D. – Il prossimo anno ci sarà il Sinodo sulla nuova evangelizzazione. L’Angola, oggi, è un Paese che ha bisogno di essere rievangelizzato?

R. – Si tratta di un Paese che esce da una situazione di guerra fratricida che si protrae da molti anni. C’è un’intera generazione che non ha avuto accesso all’insegnamento della Chiesa, ai valori e al Vangelo. In questo momento, il nostro Paese necessita di una profonda rievangelizzazione. I giovani di oggi sono molto influenzati dalla globalizzazione e da una certa secolarizzazione, inoltre si trovano anche in mezzo a molte sette religiose. Chi è al potere, in questo momento, appoggia l’islam, nella speranza che possa "combattere", assieme alle sette, l’azione della Chiesa che rappresenta una solida realtà in Angola. L’azione della Chiesa cattolica in particolare, ma anche del cristianesimo in generale. Il Sinodo, per noi, sarà quindi un’occasione per poter riflettere insieme sull’attuale contesto in cui siamo chiamati ad evangelizzare il nostro Paese.

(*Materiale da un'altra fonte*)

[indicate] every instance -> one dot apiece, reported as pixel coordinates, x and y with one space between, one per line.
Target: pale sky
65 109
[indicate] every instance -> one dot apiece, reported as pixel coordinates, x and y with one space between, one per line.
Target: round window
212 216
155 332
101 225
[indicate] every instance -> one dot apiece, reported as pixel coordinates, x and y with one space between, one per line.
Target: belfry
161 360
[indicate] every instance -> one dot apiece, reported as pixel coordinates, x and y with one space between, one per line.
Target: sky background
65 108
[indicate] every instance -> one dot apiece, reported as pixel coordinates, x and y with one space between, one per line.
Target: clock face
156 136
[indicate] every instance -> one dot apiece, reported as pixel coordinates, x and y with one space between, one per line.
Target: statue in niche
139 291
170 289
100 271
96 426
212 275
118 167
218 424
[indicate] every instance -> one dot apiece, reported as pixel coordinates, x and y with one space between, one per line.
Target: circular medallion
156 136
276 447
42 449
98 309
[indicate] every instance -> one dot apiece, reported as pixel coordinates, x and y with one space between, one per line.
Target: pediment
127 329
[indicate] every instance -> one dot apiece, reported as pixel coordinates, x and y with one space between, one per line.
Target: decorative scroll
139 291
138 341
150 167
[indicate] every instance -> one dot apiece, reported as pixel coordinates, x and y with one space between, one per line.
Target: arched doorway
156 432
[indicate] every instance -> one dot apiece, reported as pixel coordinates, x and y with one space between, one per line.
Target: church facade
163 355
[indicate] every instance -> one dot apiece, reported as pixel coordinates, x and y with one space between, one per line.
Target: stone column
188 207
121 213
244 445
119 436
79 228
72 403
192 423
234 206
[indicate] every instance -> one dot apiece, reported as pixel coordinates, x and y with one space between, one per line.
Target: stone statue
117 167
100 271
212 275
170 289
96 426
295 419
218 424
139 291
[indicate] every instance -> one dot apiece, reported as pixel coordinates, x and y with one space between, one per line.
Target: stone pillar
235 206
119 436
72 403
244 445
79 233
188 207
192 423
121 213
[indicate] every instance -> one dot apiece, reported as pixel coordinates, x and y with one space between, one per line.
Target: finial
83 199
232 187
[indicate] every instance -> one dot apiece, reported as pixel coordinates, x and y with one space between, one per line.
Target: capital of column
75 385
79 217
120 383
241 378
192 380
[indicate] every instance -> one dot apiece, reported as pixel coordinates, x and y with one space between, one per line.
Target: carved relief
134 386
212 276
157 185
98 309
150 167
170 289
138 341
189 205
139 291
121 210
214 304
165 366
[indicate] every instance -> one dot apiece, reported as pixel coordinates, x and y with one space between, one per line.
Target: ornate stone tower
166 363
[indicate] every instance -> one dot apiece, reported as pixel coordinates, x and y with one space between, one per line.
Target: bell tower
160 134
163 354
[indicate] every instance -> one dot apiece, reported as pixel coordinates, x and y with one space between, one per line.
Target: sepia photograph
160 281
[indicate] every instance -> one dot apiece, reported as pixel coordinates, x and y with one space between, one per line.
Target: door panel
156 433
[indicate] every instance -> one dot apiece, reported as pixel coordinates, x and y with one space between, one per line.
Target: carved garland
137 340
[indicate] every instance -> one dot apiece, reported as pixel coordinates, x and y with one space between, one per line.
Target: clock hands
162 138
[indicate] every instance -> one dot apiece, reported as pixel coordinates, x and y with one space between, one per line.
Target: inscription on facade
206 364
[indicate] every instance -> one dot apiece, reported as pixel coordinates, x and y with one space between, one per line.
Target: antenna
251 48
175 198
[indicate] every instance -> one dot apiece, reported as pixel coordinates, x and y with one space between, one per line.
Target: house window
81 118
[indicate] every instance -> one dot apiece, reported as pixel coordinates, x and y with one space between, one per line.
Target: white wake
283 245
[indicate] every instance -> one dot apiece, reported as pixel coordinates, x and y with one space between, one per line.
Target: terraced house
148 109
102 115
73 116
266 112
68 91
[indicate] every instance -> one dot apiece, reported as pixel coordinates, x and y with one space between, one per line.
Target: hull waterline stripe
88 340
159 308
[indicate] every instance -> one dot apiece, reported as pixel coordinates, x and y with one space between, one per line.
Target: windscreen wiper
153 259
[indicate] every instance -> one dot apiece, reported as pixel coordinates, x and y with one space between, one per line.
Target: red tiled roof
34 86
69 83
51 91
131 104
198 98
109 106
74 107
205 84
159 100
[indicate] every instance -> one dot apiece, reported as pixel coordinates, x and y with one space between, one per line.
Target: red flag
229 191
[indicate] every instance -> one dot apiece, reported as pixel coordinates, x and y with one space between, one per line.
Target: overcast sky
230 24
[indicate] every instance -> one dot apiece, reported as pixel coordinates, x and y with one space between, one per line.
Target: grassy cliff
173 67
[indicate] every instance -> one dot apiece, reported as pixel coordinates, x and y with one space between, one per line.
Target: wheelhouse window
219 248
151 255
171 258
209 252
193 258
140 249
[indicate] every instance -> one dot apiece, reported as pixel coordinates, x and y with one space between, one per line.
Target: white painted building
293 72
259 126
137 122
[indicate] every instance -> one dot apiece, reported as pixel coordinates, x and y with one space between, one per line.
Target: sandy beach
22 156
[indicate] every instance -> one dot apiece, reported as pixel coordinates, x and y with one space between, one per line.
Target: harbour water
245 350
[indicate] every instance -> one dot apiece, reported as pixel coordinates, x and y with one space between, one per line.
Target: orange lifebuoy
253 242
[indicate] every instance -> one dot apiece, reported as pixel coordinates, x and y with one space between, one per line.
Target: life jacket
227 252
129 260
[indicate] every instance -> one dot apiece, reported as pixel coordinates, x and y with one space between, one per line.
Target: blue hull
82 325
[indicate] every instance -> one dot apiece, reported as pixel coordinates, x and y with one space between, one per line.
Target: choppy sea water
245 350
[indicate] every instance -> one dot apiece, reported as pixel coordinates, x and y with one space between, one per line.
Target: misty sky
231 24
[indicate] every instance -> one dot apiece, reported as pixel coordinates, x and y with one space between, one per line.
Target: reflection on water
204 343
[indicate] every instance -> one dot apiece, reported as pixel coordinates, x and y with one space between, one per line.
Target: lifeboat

D. – Quali sono, oggi, i rapporti ecumenici ed interreligiosi in Angola?

R. – Con l’islam non siamo ancora riusciti ad avere dei rapporti, perché in questo momento non hanno dei capi con cui possiamo parlare. Quello che adesso notiamo è un certo progresso dell’islam, che porrà comunque delle sfide per lo svolgimento della missione della Chiesa.

D. – Per quanto riguarda il rapporto tra clero e laici, nella Chiesa angolana, cosa può dirci?

R. – Direi che il rapporto è veramente buono, perché in Africa - e in particolare in Angola – se non ci fossero stati i catechisti non avremmo mai potuto evangelizzare. Il ruolo dei laici, da parte della Conferenza episcopale, è stato riconosciuto. C’è un vescovo responsabile proprio dell’apostolato dei laici, con una speciale attenzione a dirigenti, imprenditori, medici e professori, per far sì che i laici siano, in questo senso, il fermento della società. (vv)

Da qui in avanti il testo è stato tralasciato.